The inaugural session was held over two hours with over 30 of us coming together in a virtual meeting space. To bring these principles to life I tested breakout rooms where we spent the start of the session in small groups of 4–5 people, with prompt questions that had nothing to do with work. While I facilitated much of this first session, Indigenous and non-Indigenous teammates participated through delivering a heartfelt Acknowledgment of Country and invitation to ground oneself; sharing updates on the development of our new RAP; discussing the importance of National Reconciliation Week; and sharing specific examples of how they work alongside other Aboriginal and Torres Strait Islander organisations in their own community. I heard some very beautiful stories, met some wonderful people — it was a good start.
As I reflected on the session, I realise that this was the first step of a longer journey. I’d invited anonymous feedback and while this was generally positive, one comment struck me: “More structure”. I could understand that feedback, but it did make me wonder: in creating this space for RAP Champions, am I creating discomfort for those non-Indigenous team members who feel more safe and comfortable within the status quo of our current Western-based ways of doing?
And am I OK with that?
Reflecting on change
It took a few days, some chats with colleagues, lots of reflection and a slice of cake to realise that I am OK with that. For centuries we in Australia have expected Aboriginal and Torres Strait Islanders (amongst other groups) to shift to our way of doing things. There has been progress in the name of inclusivity. Within many work settings, we now magnanimously create seats at our proverbial table for Aboriginal and Torres Strait Islanders. But I wonder: why are we creating space at our table when they have a table of their own? Beautiful tables, old, gnarled and rich with wisdom and experience. Do Aboriginal people even want to sit at our table? Many times I prefer theirs; I feel more welcome, more safe, if I’m invited.
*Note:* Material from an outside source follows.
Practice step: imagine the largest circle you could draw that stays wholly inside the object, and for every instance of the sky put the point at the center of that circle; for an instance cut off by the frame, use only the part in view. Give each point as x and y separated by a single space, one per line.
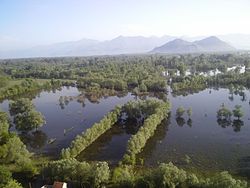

The idea of an organisation where many ‘tables’ could thrive, and where Aboriginal and Torres Strait Islanders feel confident to share their knowledge and experiences, genuinely excites me. But in supporting this change I also need to be explicit about what this might look like, and feel like; and why this is so important. I need to be clear that this space is being intentionally designed to question Western-based principles rooted in colonialism. Over time we will hopefully start to explore how embracing Indigenous ways of doing, knowing and being might enable us to create a supportive group where participants feel safe and included; where we connect as people and not just as workers; where we share what we don’t know as often as we share what we do know; where we make decisions based on heart and gut as much as with our heads. And I suspect that I’ll find that like most good design, the experiences that are designed around marginalised groups end up supporting the needs of everyone.
Yes, for many this is a change and will feel uncomfortable. After years of thrusting this discomfort onto our First Nations peoples, trying a new way of gathering seems a small ask. I’m sitting in this discomfort now. If that’s you, I invite you to sit with me and see where it leads us. As a values-based organisation, if we are truly committed to walking alongside Aboriginal and Torres Strait Islanders towards Reconciliation, then sitting in this discomfort is an important first step.
This is a journey for me, one without a specific destination. I’m here to learn more, to stand corrected, to engage in respectful discourse in order to do better. A year down the track I might disagree with what I’ve put forward above. If you have thoughts on the above, please let me know. This isn’t a path I want to travel alone.